[Jython-users] Strange UnicodeDecodeError while parsing(?) python script to run

SourceForge Headquarters 225 Broadway Suite 1600 San Diego, CA 92101 +1 (858) 454-5900

Trying to get started with jython, I tried to run one of my script
that count word frequencies in a document, but I've run in the error
below:

>c:\jython25\jython.bat purekeyworddbtest.py
UnicodeDecodeError: 'unicodeescape' codec can't decode bytes in
position 2845-2851: illegal Unicode character

I've interpreted this error message as "jython" somehow has an issue
parsing purekeyworddbtest.py (not sure this is the right
interpretation, but the lack of stack trace seems to hint in that
direction...)

So I fired up python to figure out what was in the file at this position?

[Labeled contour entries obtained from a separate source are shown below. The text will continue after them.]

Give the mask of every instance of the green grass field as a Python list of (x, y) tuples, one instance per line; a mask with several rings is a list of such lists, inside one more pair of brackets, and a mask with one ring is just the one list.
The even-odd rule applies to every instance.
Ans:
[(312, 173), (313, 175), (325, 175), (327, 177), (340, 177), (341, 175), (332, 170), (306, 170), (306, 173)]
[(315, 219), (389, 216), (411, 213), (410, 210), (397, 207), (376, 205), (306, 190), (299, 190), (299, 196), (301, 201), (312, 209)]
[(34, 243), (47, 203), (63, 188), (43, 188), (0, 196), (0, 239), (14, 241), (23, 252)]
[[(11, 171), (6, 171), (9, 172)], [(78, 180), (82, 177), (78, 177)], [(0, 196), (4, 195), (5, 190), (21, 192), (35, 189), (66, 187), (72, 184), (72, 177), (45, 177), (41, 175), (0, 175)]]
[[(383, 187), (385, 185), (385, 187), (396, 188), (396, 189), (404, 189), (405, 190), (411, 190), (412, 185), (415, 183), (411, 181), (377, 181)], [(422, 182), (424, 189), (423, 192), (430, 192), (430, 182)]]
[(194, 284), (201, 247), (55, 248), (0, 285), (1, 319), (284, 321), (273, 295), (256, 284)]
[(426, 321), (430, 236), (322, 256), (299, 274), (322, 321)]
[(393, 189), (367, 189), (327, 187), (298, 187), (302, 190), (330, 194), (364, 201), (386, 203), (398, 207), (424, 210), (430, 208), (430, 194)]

E:\prg\py\App\doc2keywords>python
Python 2.6.2 (r262:71605, Apr 14 2009, 22:40:02) [MSC v.1500 32 bit
(Intel)] on win32
Type "help", "copyright", "credits" or "license" for more information.
>>> text = open('purekeyworddbtest.py','rb').read()
>>> print repr(text[2845:2851])
'\\u1fdc'
>>> unichr(0x1fdc)
u'\u1fdc'
>>> print repr(text[2800:2900])
'\\u1fbf-\\u1fc1\\u1fc5\\u1fcd-\\u1fcf\\u1fd4-\\u1fd5\\u1fdc-\\u1fdf\\u1fed-\\u1ff1\\u1ff5\\u1ffd-\\u2070\\u2072-\\u2'

Turns out that it is somehow stumbling on \u1fdc which is part of a
regular expression character range. Any ideas why and how to
work-around this?

This script executes fine with regular python. I'm using Jython 2.5.1
(Release_2_5_1:6813, Sep 26 2009, 13:47:54).